Beyond the berths at Seagirt Container Terminal in the port of Baltimore, tamping machines pound the earth and bulldozers clear space for a long stretch of new quay. When the work is done, Seagirt will be able to handle some of the largest container ships in the world.
At the moment, barely any of the vessels that sail up Chesapeake Bay to Baltimore need such a facility. But that could change in 2014 when the $5.25-billion (U.S.) project to build larger locks along the Panama Canal is due to be completed.
The project will remove a bottleneck that has prevented the large ships on many major trade routes sailing direct to the U.S. east coast from Asia. The new vessels are expected to have up to three times the capacity of the biggest ships currently on the route.
Scenes like the one at Baltimore are being played out all along the east and gulf coasts ahead of what promises to be the biggest shake-up in U.S. distribution since the advent of shipping containers 50 years ago.
Ports, terminal operators, rail companies and state governments are jostling to win the new traffic they expect to be generated by the bigger ships.
Billions of dollars are being spent to build new quays, deepen channels and expand rail tunnels.
Consumers, manufacturers and retailers in the U.S. mid-west and inland eastern cities could all benefit.
Containers heading to these areas will have the option of going via east coast ports then heading west on trains. Their traditional route has been eastward from California, where larger ships free of Panama Canal restrictions already dock.
Seagirt should emerge a winner, says Bayard Hogans, a manager at the facility, part of the Ports America group.
“We feel we’re going to be one of the ports that’s prepared when the Panama Canal expands, for these new opportunities,” Mr. Hogans says.
Yet it remains unclear how many of the projects will generate enough traffic to justify the investments.
Bill Clement, president of the container-handling division of CSX, the largest eastern U.S. railroad, says it will take some time for new trade flows to establish themselves.
“Our experience has been that whenever new capacity is built in a global transportation system, people find a way to use it over time,” he adds.
The Port of New York and New Jersey, the U.S. east coast’s busiest container port, faces the most acute physical challenges.
The area’s vast consumer market is certain to keep attracting shipping lines. But the largest vessels will have difficulty reaching four of the port’s five container terminals before 2016, when the $1-billion raising of the Bayonne Bridge over an approach channel is completed.
Brian Clark, a senior manager at APM Terminals Elizabeth, across a bay from the bridge’s troublesome low steel arch, insists that since many ships call at New York first on leaving the Panama Canal, the port will be able to bring goods to mid-western customers quicker than rivals.

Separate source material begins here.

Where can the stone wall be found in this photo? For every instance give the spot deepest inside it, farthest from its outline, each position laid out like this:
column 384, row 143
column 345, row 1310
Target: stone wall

“It would make sense to handle that cargo out of New York, provided that the costs were comparable,” Mr. Clark says.
Executives at the Virginia Ports Authority, operator of the port of Norfolk, insist their port’s strategic location on the mid-Atlantic coast – in convenient rail reach of many large cities – will attract more new traffic.
“We think it makes sense that you could serve so much of the population east of the Mississippi by making a port call here in Virginia,” Jeff Keever, the port’s senior deputy director, says.
Wick Moorman, chief executive of Norfolk Southern, CSX’s main rival in the eastern U.S., points out that many key factors – including future fuel costs, canal tolls and railroad charges – remain uncertain.
Most experts consequently avoid predicting which new cranes will be well used and which will lie idle. “The best answer that we seem to receive is a qualified, ‘I don’t know’,” Mr. Moorman says.